Here are some notes as I have looked at (and worked with) additions done to gocddash in the summer of 2016.
The most important aspect of the additions to gocddash is obviously that they do work and add value. Both of those conditions are true!
Most of the notes below point out things that could have been made differently or that I've changed, to make the code simpler, and easier to maintain and extend.
I suspect that the authors have thought about a lot of these things already, but didn't get the time to fix it. Maybe there is still a lesson or two to learn from these notes...
Parts of it was written when I was somewhat grumpy, so if you have an asbestos suit, you might want to wear that. ;-)
September 2016
Magnus Lyckå
Measuring code coverage helps understand to what extent code is getting tested (or used at all). My initial code coverage measurements showed about 50% code coverage, which makes it difficult to refactor the code without adding a substantial amount of extra code. E.g. graphs, email and claims were untested.
Profiling showed that most of run time is spend waiting for two things:
- Network queries to the go server.
- Bokeh.
Solutions for these issues are presented below.
The inspect code function in e.g.
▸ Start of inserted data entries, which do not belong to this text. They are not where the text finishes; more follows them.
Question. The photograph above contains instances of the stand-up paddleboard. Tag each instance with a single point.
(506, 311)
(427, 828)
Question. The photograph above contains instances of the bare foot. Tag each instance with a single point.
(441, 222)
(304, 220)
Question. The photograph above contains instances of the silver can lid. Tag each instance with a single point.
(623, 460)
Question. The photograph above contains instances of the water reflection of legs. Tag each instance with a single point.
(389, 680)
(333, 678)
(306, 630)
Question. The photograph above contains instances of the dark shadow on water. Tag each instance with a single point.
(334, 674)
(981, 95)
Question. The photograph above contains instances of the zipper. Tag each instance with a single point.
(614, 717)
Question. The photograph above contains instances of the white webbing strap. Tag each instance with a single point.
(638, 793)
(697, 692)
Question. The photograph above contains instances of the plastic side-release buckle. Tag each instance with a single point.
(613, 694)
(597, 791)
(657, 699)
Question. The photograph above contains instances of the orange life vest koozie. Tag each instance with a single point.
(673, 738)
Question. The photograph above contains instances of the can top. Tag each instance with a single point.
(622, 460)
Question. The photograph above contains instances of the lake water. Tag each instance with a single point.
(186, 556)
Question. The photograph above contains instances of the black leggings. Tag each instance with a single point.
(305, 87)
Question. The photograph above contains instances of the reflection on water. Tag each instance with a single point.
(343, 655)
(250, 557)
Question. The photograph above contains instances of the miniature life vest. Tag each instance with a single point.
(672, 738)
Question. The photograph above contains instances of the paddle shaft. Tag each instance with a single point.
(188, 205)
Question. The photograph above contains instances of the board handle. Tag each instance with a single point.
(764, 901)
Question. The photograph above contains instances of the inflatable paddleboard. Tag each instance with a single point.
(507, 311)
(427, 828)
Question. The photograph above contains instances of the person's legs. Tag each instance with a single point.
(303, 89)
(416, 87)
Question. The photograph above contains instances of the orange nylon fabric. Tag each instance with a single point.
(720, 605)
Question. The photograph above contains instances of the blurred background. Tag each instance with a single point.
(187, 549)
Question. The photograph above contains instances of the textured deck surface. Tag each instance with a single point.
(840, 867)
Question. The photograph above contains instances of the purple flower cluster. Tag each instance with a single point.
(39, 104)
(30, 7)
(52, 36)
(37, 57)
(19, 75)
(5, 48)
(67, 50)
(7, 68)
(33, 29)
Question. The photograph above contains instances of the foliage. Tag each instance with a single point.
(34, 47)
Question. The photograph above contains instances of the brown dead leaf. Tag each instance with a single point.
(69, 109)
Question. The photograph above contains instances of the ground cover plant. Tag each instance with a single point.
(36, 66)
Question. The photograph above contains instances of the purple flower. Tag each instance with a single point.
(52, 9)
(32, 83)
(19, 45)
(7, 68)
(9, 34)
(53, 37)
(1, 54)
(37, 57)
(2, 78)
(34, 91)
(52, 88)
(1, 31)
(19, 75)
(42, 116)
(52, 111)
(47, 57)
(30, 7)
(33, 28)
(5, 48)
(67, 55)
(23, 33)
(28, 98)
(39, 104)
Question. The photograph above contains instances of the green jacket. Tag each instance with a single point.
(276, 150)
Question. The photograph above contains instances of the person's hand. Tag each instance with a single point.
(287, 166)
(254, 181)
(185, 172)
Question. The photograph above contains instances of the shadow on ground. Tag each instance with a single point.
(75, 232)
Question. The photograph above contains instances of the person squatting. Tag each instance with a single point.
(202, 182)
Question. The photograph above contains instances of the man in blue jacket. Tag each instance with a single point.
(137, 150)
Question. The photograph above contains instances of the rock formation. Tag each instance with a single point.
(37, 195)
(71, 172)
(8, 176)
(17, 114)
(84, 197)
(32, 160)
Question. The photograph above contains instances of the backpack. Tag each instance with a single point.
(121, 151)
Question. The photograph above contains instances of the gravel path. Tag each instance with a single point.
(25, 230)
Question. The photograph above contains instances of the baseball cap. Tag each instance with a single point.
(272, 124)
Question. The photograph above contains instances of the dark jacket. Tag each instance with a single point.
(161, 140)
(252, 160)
PyCharm is very helpful, and fixing the warnings often reveal actual bugs or bugs waiting to happen, and it certainly makes the code more consistent and easy to read. (There are a few inspect bugs for Python 3 in PyCharm though.)
Some code was clearly not tested. For instance, running info
in
the cli tool without stating a pipeline, caused a call of a method
in the data_access module which didn't exist. (Maybe you renamed
a method and didn't have tests...)
AttributeError: 'SQLConnection' object has no attribute 'get_synced_pipelines'
It's really simple to write generic code in Python, and I think some of the mistakes in the code was partly due to a lack of understanding for this. There are many more paths through the program than needed, presumably because the programmers haven't seen the simple Pythonic way of writing more generic code.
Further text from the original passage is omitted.